House passed my amendment to prohibit assistance to Azov Battalion—a far-right white supremacist militia at front lines of Ukraine conflict
— John Conyers (@repjohnconyers) June 11, 2015
“Overzealous military assistance or the hyper-weaponization of conflicts can have destabilizing consequences and ultimately undercut our own national interests,” Congressman Conyers said in a statement.
“I am grateful that the House of Representatives unanimously passed my amendments last night to ensure that our military does not train members of the repulsive neo-Nazi Azov Battalion,” he added.
— Russia Insider (@RussiaInsider) June 12, 2015
Russia’s Foreign Ministry praised the amendments, but noted they don’t go nearly far enough.
“It took the American Congress more than a year to realize that this battalion is a gathering of blatant neo-Nazis parading Hitler's SS forces insignia,” said spokesman Alexander Lukashevich. “But better late than never.”
“The next logical step for them would be to recognize finally that last year's coup in Kiev, actively supported by Washington, was staged by the same neo-Nazi thugs,” Lukashevich added. “Obviously, other units of Ukraine's National Guard are no better than 'Azov'.”
“Azov” was established in 2014 by the historian and firebrand political activist Andrey Biletsky, leader of the “Ukraine Patriot” movement who described his ideology as “social nationalism.” After being incorporated into Ukraine’s National Guard, the unit gained access to government funds and heavy weaponry.
The unit is easily recognizable by its use of the “Wolfsangel,” or wolf hook, a German heraldic symbol used during WWII by two German SS divisions and the Dutch Nazi sympathizers. Another Nazi symbol on the “Azov” insignia is the Black Sun. The government in Kiev, however, insists that “ultra-radical groups and organizations are neither registered, nor identified” in the country.
Ukraine’s Interior Minister Arsen Avakov wanted to specifically include “Azov” in the training program dubbed “Operation Fearless Guardian,” run by US Army units in the west of Ukraine since April. The unanimously adopted amendments put forward by Conyers and Yoho outright ban any training or arming of the battalion.
“The bloody crimes committed by Ukrainian neo-Nazis, who burned Odessa residents alive and who continue to kill women and children in Donbass, have long been speaking for themselves,” said Lukashevich. “The only question is when Washington will decide to notice them.”
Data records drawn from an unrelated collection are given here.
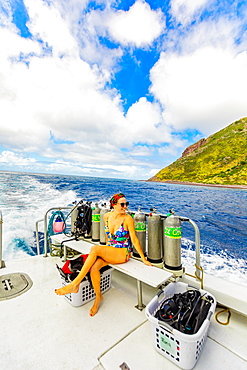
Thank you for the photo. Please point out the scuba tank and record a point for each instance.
(140, 229)
(95, 223)
(155, 238)
(58, 225)
(172, 243)
(103, 211)
(74, 214)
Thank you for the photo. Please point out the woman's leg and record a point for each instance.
(108, 254)
(95, 277)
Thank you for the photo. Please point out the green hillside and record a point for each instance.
(219, 159)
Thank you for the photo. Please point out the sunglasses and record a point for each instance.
(124, 204)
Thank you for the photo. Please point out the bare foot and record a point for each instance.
(70, 288)
(96, 305)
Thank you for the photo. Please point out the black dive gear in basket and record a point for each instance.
(185, 311)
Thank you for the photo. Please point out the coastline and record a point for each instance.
(240, 187)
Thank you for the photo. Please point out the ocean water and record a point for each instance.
(220, 214)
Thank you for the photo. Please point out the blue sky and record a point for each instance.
(116, 88)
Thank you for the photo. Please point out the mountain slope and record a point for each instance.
(219, 159)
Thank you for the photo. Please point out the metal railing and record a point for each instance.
(46, 229)
(2, 264)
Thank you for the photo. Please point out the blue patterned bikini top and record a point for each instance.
(120, 239)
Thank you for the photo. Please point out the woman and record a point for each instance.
(120, 232)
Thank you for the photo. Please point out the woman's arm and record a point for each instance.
(135, 241)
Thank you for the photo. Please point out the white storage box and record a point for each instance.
(180, 348)
(86, 293)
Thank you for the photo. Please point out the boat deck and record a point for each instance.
(40, 330)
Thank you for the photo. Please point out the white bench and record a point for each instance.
(149, 275)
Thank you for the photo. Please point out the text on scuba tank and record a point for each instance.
(96, 218)
(140, 226)
(173, 232)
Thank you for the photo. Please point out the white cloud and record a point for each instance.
(145, 123)
(139, 26)
(184, 10)
(13, 159)
(47, 24)
(202, 82)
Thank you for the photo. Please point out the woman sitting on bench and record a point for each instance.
(120, 232)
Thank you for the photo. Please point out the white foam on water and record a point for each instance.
(26, 202)
(219, 265)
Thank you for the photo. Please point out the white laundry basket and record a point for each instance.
(180, 348)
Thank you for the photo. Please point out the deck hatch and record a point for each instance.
(13, 285)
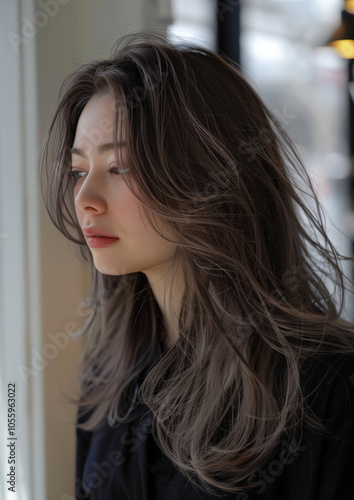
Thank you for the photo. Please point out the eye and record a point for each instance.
(76, 174)
(118, 170)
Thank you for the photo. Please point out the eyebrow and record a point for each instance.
(101, 148)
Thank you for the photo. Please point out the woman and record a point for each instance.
(216, 362)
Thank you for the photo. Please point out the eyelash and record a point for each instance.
(74, 174)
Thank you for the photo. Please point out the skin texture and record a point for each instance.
(103, 200)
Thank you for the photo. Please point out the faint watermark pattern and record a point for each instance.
(30, 27)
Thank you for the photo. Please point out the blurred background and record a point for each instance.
(297, 54)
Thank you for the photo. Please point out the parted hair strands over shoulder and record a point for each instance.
(210, 160)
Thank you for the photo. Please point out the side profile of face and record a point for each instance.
(103, 201)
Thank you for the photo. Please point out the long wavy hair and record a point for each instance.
(218, 168)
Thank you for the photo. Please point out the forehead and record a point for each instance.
(96, 122)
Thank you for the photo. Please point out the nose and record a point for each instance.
(89, 194)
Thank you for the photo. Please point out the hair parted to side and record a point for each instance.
(216, 166)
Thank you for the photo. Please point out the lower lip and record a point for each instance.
(100, 241)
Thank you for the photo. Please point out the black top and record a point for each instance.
(124, 462)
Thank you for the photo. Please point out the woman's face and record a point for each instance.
(103, 201)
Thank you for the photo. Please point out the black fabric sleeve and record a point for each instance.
(337, 460)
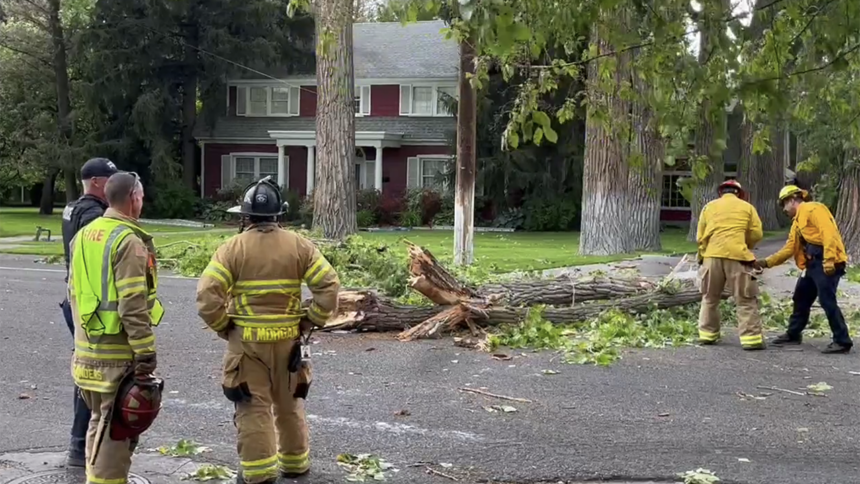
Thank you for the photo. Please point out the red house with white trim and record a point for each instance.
(403, 74)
— Daniel McAdams (@DanielLMcAdams) June 11, 2015
Last month, the House Armed Services Committee approved a proposal of the 2016 National Defense Authorization Act (NDAA) that would allocate $200 million to provide military aid to Ukraine, “including training, equipment, lethal weapons of a defensive nature, logistics support, supplies and services, and sustainment.”
Unfortunately, there is a real possibility the Conyers-Yoho amendments may amount to nothing. The White House is opposed to the current form of HR 2685, arguing that it under-funds certain Pentagon programs while continuing others the Obama cabinet wants to shut down. “If the President were presented with HR 2685, his senior advisors would recommend that he veto the bill,” the White House memo to Congress said.